> This makes absolutely no sense to me. What do you mean by 
> submitted? How
> would a PHP script be executed at all if the browser never sends a
> request?

Hah.. I should just let this all go, go home, get some sleep, and start
confusing people again tomorrow, but I want to clarify a little bit.

Imaging you have a URL in a string and you want to find out what
parameters are going to be passed to the script if the URL were to be
called.

<?php
$targeturl =
"http://www.server.com/script.php?somevar=someval&somevar2=someval2";;
?>


Regardless of how this script is called, is there, or is there not a
function that will take that string and pull the values after the "?"
and toss them into an associative array?

> > You understand I'm talking about parsing the URL, not juggling
> > $_GET data, right?
> 
> GET data is passed in the query string of the URL. This is what you're
> asking:
> 
>     Is there a way to access GET data?

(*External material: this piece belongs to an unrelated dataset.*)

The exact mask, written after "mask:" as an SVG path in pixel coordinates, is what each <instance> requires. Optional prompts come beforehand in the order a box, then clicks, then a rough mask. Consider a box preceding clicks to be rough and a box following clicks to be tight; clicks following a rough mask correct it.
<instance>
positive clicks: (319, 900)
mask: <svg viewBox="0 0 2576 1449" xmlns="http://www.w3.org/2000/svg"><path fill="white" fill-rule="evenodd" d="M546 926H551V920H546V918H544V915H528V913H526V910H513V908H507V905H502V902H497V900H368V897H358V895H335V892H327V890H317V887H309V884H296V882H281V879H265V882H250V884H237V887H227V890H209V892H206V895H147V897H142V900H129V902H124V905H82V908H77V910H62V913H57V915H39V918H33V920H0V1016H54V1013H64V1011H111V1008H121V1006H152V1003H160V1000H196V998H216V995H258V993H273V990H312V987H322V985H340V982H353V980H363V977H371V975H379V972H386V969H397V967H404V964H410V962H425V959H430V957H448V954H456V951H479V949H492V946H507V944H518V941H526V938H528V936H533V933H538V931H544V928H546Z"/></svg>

Yes, I know about $_GET,
>     but I don't want PHP's help - I want to parse the query
>     string myself. Can PHP help me do this?
> 
> I'm not sure how else to explain it, but it seems like you might be
> confused about the GET request method. Is there a reason why you don't
> want to use $_GET?

Did I really type that indented bit?  Yeah, I am kind of out of it
today.  Read above. Maybe that'll clarify my question.